For Honor: Combat Trailer Analysis

Review the combats:

Okay, from its announcement I was interested in For Honor, but also hesitant about it, because it’s hard to tell what’s going on exactly. Like there’s 3 attack stances, controlled by the right stick (what controls the camera when you’re not locked onto a human opponent? What allows you to switch your lock-on between human opponents?) that clearly do different attacks, but the animations don’t have very clear arcs to them, and the UI here clearly indicates your opponent’s block stance as well as your own as a means of compensating for the unclear animations.

The npc rabble appear to go down in one hit, much like enemies in a dynasty warrior title, but also seem to be able to damage you. There are 5 segments of health on each player character, each sword blow seems to deal 1 segment of health, some abilities can deal partial damage to a segment, and some character classes lose partial segments on successful blocks, as seen near the end of the first commentated section of footage. (which makes sense, as they said the assassin’s class doesn’t have good defense)

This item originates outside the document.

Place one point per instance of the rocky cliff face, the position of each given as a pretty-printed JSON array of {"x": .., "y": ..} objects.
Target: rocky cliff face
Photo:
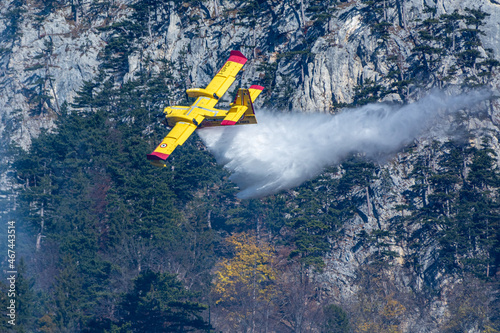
[{"x": 312, "y": 56}]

There appear to be guard breaking moves, and things that have combined animations between both players that move them around, and I have no idea what triggers those or what they really do.

I don’t know how the hit ranges are determined, or whether the attacks are magnetic or not, or how attack animations are determined, and regrettably, that’s what this kind of comes down to. Attacks might be randomly chosen out of a bag for all 3 block zones, they might have predetermined looping sequences for all 3 block zones (preferable). There might be additional actions possible depending on the buttons you press that trigger those extra actions. It’s honestly hard to tell right now.

The other thing that is up in the air is the relationship between the block zones. In 2d fighting games, there are 3 possible properties an attack can have, high, mid, or low. You have 2 block zones, back, which blocks mid and high attacks, and downback, which blocks mid and low attacks. Mids and Lows are allowed to be fast in 2d fighting games, so downback is the default block zone, highs must be slower to allow for reaction time. In 3d fighting games the relationship is different. There are still high mid and low attacks, but a high block in a 3d fighter will block high and mid attacks, an a low block in a 3d fighter will block low attacks, and high attacks will miss, but mids will hit. In 3d fighters, mids and highs are allowed to be fast, but lows are the slow ones.

In this game, all 3 block zones seem to be totally exclusive, so is there a relationship between attack speed and block zone that prioritizes any of them? Dunno. If there isn’t, then it’s a 3-way guessing game, which sucks, but if the attacks are animated well/consistently and you can play the range game footsie dance, then it might work.

If you can’t consistently produce attacks, it’ll suck, guaranteed. It pretty much hinges on that. Can’t tell yet.